Note that there are a few subtleties in the code above, e.g. the seemingly strange
cell("[]=") method definition in Multimap. These are described in a lot more detail in the Programming Guide.To summarize, I had a lot of fun daring my first steps with Ioke. There are definitely a few things you need to wrap your head around, but I really like the way the code feels and reads. Naturally there's a lot more to it than the above code snippet shows. For instance, I've not used aspects, blocks or any of the more sophisticated features like conditions and macros. The entire package seems pretty well thought out and looks like it has received a lot of brain power and hard work, beginning with the language and the Programming Guide itself, the REPL, the debugger, the ISpec framework and the DokGen tool. Altogether there's something to Ioke that may well be made for something bigger in the months and years to come. Finally, for anyone who's thinking about occupying himself/herself more seriously with Ioke: The small community that's been forming recently is a very friendly and helpful crowd. Ola's also very open to outside contributions and actually asks people to help out on the project. So if you want to play a part in the evolution of a cool new language on the JVM ... there's nothing to stop you ;)
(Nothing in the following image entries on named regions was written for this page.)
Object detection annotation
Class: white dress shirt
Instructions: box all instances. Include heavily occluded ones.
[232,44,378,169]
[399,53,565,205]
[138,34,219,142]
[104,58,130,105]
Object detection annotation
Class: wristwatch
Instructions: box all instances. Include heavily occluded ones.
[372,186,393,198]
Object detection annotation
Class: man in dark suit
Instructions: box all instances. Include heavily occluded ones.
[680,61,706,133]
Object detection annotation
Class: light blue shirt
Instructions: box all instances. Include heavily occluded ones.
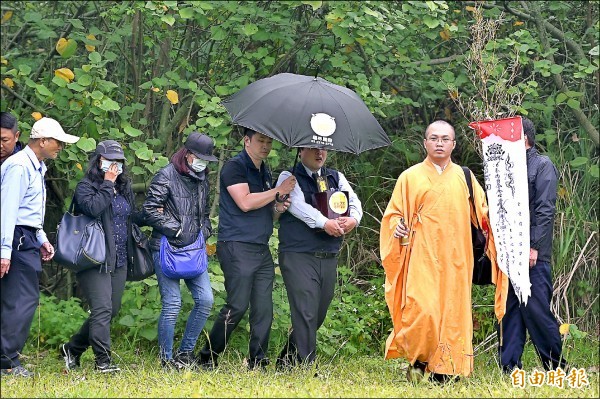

Some final bits of information ... really:
- The Ioke source code is hosted at GitHub. Besides the Java source it contains variuos examples like a parser, a spelling corrector, the game of life, etc. written in Ioke. Also check out the implementation of the language's built-in functionality which is full of all the sophisticated stuff.
- Mailing lists and a bug tracker are available at Project Kenai.
- There's a Google Group called ioke-language.
- An IRC channel called #ioke was set up on irc.freenode.net.
- Sam Aaron, one of the contributors, set up an Ioke reddit.
- Martin Elwin, also one of the contributors, has a couple of nice blog posts about setting up a development environment for Ioke under Linux.
- The Ioke distribution contains an Emacs mode and a TextMate bundle for syntax highlighting. Those who're primarily working on Windows may take a look at the commercial e Text Editor, which supports TextMate bundles or, as Felipe Rodrigues suggested, the SciTE editor. The latter comes with syntax highlighting for Lisp, which might be good enough. It's also possible to define your own settings if you know what you're doing.
Update: Sam Aaron had a bit of a play with my implementation of a two-word anagram finder and even wrote some accompanying specs. Whereas my solution is mainly procedural in style, his is entirely object-oriented and encapsulates the algorithm. Plus, you get to see ISpec in action. Very cool!